皆が聞いたら、誰もが赤面するような言葉を、冷静な顔で言う彼。


「…っ…」


「リナリーが不安なら、君が『僕のもの』だって、誰彼構わず公言しますよ。」


途端に艷々しくなった視線が、私の視線と絡む。


…や…だ…


彼の知らない一部分を、垣間見てしまったような気がして、胸のどきどきが止まらない。


仄かに怖くて、けれど嬉しくて…


「リナリー、大丈夫です。


 僕は身も心も、『君だけのもの』だから。


 リナリーも、僕と一緒の気持ちで、いてくれますよね?」


「…うん…。
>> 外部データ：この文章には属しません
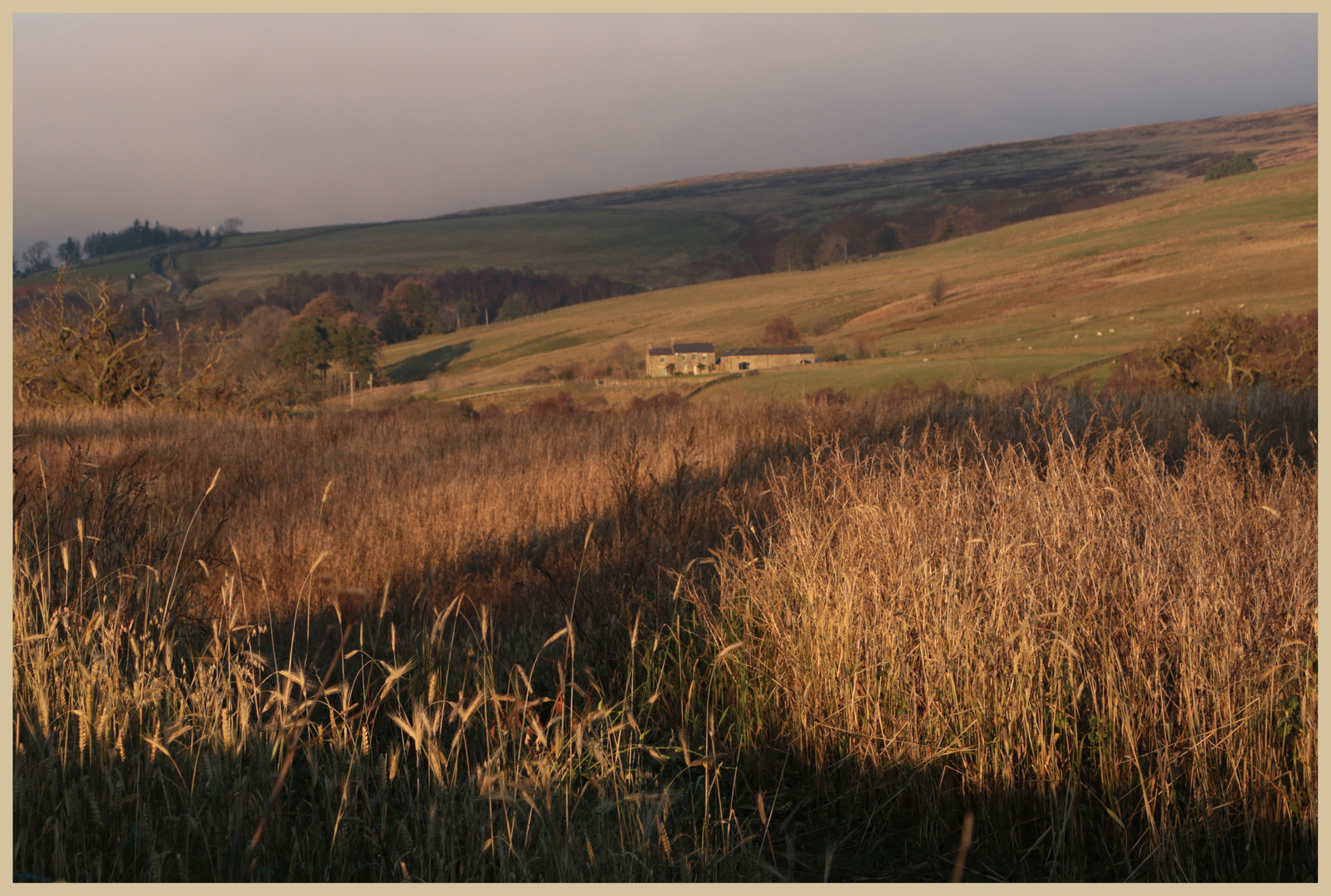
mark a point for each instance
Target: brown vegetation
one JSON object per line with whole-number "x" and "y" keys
{"x": 748, "y": 642}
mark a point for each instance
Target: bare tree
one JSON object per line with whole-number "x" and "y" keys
{"x": 37, "y": 256}
{"x": 84, "y": 356}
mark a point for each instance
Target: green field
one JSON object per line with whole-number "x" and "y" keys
{"x": 1031, "y": 299}
{"x": 645, "y": 248}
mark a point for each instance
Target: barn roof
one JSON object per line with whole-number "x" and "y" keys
{"x": 771, "y": 349}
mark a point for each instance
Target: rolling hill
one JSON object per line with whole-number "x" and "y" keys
{"x": 723, "y": 226}
{"x": 1038, "y": 297}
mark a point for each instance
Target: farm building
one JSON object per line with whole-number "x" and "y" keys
{"x": 682, "y": 357}
{"x": 766, "y": 356}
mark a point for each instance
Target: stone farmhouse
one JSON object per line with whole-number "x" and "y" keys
{"x": 682, "y": 357}
{"x": 766, "y": 356}
{"x": 694, "y": 358}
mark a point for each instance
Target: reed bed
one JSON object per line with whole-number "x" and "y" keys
{"x": 735, "y": 642}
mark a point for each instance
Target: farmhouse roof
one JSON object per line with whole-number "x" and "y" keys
{"x": 771, "y": 349}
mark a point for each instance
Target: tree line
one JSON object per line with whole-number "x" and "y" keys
{"x": 857, "y": 236}
{"x": 140, "y": 235}
{"x": 442, "y": 303}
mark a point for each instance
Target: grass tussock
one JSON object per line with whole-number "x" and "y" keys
{"x": 749, "y": 642}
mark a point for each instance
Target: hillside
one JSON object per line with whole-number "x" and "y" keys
{"x": 1038, "y": 297}
{"x": 722, "y": 226}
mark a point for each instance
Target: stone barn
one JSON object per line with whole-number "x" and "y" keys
{"x": 763, "y": 357}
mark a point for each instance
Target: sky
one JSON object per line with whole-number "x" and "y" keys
{"x": 295, "y": 120}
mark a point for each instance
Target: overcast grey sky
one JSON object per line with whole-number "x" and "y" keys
{"x": 295, "y": 120}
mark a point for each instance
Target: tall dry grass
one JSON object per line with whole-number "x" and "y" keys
{"x": 731, "y": 643}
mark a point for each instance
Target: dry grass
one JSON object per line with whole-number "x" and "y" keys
{"x": 729, "y": 642}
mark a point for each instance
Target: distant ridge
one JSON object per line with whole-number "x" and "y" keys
{"x": 1007, "y": 182}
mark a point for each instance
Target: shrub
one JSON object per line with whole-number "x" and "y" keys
{"x": 1236, "y": 164}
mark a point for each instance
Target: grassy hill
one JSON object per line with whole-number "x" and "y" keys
{"x": 727, "y": 226}
{"x": 1038, "y": 297}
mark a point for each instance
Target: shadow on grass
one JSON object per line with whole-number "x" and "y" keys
{"x": 420, "y": 367}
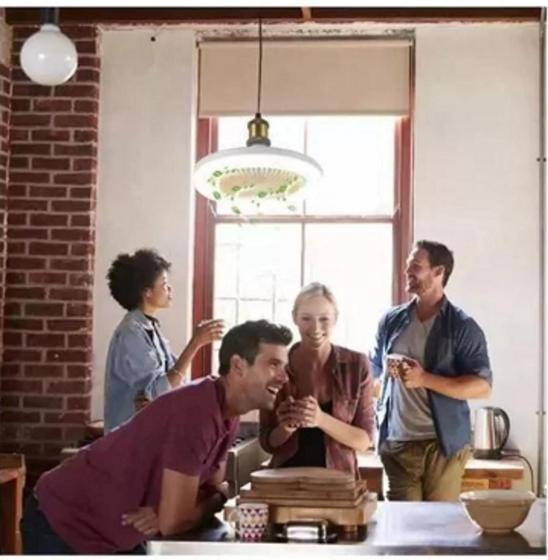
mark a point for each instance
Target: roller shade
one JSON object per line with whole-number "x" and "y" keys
{"x": 320, "y": 77}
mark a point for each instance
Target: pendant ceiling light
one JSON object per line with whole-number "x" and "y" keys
{"x": 257, "y": 175}
{"x": 48, "y": 57}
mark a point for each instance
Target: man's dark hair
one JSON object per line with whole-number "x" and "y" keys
{"x": 244, "y": 340}
{"x": 129, "y": 275}
{"x": 438, "y": 255}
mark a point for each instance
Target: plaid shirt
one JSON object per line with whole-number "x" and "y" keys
{"x": 352, "y": 403}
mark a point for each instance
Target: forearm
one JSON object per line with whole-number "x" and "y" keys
{"x": 351, "y": 436}
{"x": 463, "y": 387}
{"x": 176, "y": 374}
{"x": 203, "y": 509}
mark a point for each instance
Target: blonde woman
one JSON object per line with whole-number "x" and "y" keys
{"x": 325, "y": 412}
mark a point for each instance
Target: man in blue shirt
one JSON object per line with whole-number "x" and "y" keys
{"x": 423, "y": 418}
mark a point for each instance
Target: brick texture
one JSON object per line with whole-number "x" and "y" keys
{"x": 5, "y": 107}
{"x": 47, "y": 203}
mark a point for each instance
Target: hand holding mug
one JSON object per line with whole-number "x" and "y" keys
{"x": 286, "y": 415}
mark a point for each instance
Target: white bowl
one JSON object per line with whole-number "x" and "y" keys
{"x": 497, "y": 511}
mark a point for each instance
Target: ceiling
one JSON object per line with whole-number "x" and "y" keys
{"x": 239, "y": 15}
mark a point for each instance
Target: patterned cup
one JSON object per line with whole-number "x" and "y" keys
{"x": 251, "y": 521}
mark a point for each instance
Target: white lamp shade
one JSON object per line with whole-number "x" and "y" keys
{"x": 49, "y": 57}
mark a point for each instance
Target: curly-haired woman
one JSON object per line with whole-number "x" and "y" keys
{"x": 140, "y": 365}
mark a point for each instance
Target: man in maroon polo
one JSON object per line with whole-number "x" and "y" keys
{"x": 161, "y": 472}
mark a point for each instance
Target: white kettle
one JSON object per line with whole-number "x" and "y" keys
{"x": 491, "y": 431}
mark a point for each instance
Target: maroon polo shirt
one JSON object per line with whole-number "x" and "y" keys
{"x": 85, "y": 497}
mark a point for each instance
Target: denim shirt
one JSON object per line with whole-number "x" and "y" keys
{"x": 456, "y": 346}
{"x": 137, "y": 362}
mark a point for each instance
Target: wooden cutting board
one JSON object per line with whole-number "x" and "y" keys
{"x": 324, "y": 493}
{"x": 302, "y": 477}
{"x": 344, "y": 517}
{"x": 310, "y": 501}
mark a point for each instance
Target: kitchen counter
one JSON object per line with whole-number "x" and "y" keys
{"x": 479, "y": 474}
{"x": 396, "y": 528}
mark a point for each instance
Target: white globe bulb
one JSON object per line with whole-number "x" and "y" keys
{"x": 48, "y": 57}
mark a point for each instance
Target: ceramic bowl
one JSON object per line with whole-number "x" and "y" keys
{"x": 497, "y": 511}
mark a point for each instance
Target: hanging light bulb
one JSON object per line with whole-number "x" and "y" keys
{"x": 258, "y": 173}
{"x": 49, "y": 57}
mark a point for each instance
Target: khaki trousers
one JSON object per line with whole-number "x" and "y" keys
{"x": 417, "y": 471}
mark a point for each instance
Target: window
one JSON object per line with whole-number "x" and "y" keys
{"x": 349, "y": 233}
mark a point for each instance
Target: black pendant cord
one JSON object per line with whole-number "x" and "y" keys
{"x": 260, "y": 72}
{"x": 50, "y": 15}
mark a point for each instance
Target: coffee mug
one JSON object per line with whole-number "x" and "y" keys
{"x": 396, "y": 365}
{"x": 251, "y": 521}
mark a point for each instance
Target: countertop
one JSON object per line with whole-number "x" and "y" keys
{"x": 396, "y": 528}
{"x": 475, "y": 468}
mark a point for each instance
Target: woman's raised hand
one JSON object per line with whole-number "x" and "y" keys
{"x": 307, "y": 412}
{"x": 207, "y": 331}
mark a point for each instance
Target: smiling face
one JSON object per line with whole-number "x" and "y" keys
{"x": 159, "y": 296}
{"x": 420, "y": 277}
{"x": 315, "y": 318}
{"x": 261, "y": 381}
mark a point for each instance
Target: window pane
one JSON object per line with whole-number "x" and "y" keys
{"x": 257, "y": 273}
{"x": 355, "y": 261}
{"x": 357, "y": 156}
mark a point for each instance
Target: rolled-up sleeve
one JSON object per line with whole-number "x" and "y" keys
{"x": 140, "y": 366}
{"x": 376, "y": 353}
{"x": 471, "y": 355}
{"x": 365, "y": 410}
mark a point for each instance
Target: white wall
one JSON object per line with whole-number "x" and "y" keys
{"x": 476, "y": 183}
{"x": 146, "y": 149}
{"x": 477, "y": 189}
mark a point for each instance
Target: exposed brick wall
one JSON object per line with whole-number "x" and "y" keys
{"x": 45, "y": 388}
{"x": 5, "y": 92}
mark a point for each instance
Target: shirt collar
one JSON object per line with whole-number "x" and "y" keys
{"x": 336, "y": 357}
{"x": 410, "y": 305}
{"x": 145, "y": 320}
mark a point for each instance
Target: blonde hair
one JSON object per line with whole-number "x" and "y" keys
{"x": 315, "y": 289}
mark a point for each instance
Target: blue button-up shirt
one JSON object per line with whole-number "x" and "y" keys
{"x": 455, "y": 346}
{"x": 137, "y": 362}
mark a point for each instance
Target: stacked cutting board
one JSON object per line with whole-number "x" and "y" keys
{"x": 311, "y": 493}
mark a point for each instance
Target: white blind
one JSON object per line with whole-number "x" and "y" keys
{"x": 322, "y": 77}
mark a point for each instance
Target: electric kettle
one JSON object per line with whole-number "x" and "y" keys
{"x": 491, "y": 431}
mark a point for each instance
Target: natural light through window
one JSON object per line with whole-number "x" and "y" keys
{"x": 342, "y": 235}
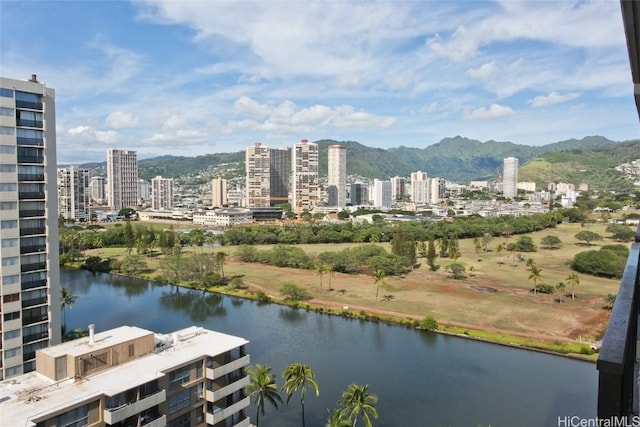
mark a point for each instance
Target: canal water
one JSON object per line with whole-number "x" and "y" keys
{"x": 420, "y": 378}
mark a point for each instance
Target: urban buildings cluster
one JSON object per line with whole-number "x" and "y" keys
{"x": 124, "y": 376}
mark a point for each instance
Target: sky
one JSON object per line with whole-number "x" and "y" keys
{"x": 199, "y": 77}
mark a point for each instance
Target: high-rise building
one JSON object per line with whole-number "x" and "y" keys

」


私だって、勿論のこと、同様の気持ちを抱いている。


「貴方の柔らかい唇も、嫋やかな身体も、その胸の奥の心も、全部、僕のものですよね?」


「…うん…って…」


…え、ええっ!?


彼は、さも扇情的で、意地悪そうな笑みを浮かべている。


「…それならリナリーの『全部』、今夜のイヴに貰っちゃいます。」


吐息のように、ふわっと発せられた言葉。


「…ううっ…」


それ等の深い意味を悉く察してしまった私は、肯否を言わず、顔を赤く紅潮させたまま、瞳をぎゅっと閉じて、彼の両腕に獅噛(しが)みついた。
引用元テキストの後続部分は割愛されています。